The American Dream - what it means

First let me assure you this is NOT a story on Dusty Rhodes - the self proclaimed American Dream. It is my opinion on what has made America great and it’s all too clear in the light of last Tuesday’s cowardly terrorist attack on civilians - not soldiers.

 Please bear with me. In 1965 my family was visiting friends and I wandered away from the dinner table (to avoid my share of the clean up) and heard this gravelly voice coming from the other room. I had never heard anything like it and was so intrigued I had to go look and see what it was. I rounded the corner and saw a television set tuned to something I’d never seen before - Championship Wrestling from Florida with the great Gordon Solie on commentary. Immediately I was mesmerized. I couldn’t look away. I didn’t know the names or the storylines, but that really didn’t matter. I was hooked.

 I was ten years old when I saw that wrestling show and I went way beyond fan to practically an addict. My brother and I would begin to get excited Thursday night because we knew at 1:00 PM on Saturday wrestling was on. I was swept away in the emotion in the battle between good and evil. Jack Brisco was a young lion trying to break through the ‘glass ceiling’ to main event status. Terry and Dory Funk were the “bad guys” tag team with Pak Song as the top singles bad guy.  There were so many personalities and confrontations, but their logic and simplicity made it easy to follow and get caught up in the moment. My brother Donnie and I would go to the beach after the show was over and put our own matches on in the waves at the beach. We would hit imaginary ropes and take turns being the good guy so each of us could win. Occasionally I would slam Donnie knowing the wave was already on it’s way back out to sea thus removing any padding, but hey, this was WRESTLING you had to be tough.

 I went on to college and converted some really smart people into wrestling fans. We would save our beer money from dollar pitcher night at the Trophy Room and buy tickets to the Greensboro Coliseum wrestling matches. Man, life was good!!!!! I watched my hero’s and marveled at the spectacle. I loved the wrestling business for what it was; entertainment and that was enough for me.
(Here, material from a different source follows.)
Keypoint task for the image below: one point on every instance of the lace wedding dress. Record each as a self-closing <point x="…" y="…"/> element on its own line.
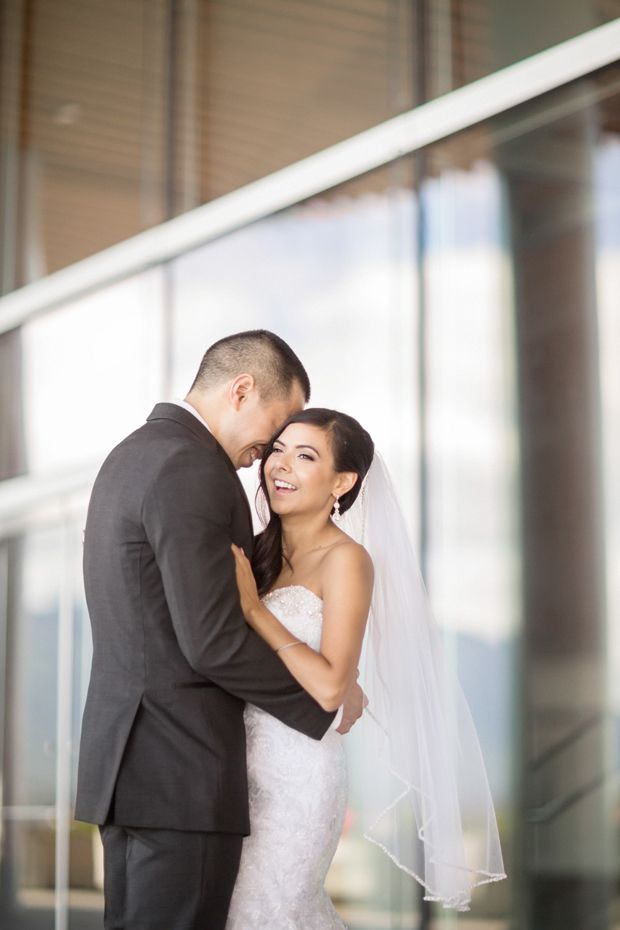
<point x="298" y="799"/>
Not too long after I graduated from Guilford College - home of the Quakers (an interesting side note. I wanted to play football in college so I had to find a school with a team equal to my skills. Guilford and I were MADE for each other. When I arrived, Guilford was in the midst of the nations longest active losing streak! In other words, Guilford was the worst team playing football in the US! I figured, “I could make this team!”)- I had an opportunity to have a televised wrestling match because one wrestler missed his flight. (This is an interesting story in it’s self that I’ll tell at another time). I don’t know why I lied to Eddie Graham the owner of CWF and legend in the business, but I did. When Eddie asked me if I brought my gear, without hesitation I said, “Yes, sir.”   I “wrestled” (I am bastardizing the word when describing my performance) Bugsy McGraw for 3 minutes and took the pounding of a lifetime. Did it hurt? Yes! But we thought wrestling was fake. It may have been fake or should I say entertainment, but when big stars had a guppy to beat up - that’s exactly what they did.

Was I upset? Hell NO! I loved every second of it. That was the beginning of a twenty two year love affair with the wrestling business. To this very day if someone asks me what would I change about my career? The answer is always the same - NOTHING.

  What does all this have to do with the American Dream? Only that the American Dream states to anyone: there is opportunity here in the United States to do what ever you want to do, as long as one doesn’t infringe upon the rights of others.  Nowhere else in the world could a Terry Taylor happen into a room where wrestling was on TV and then 15 years later have the best career EVER in the business he loved as a child. That’s the freedom and opportunity the United States of America stands for to every nation in the world. Some just don’t see the picture as clearly.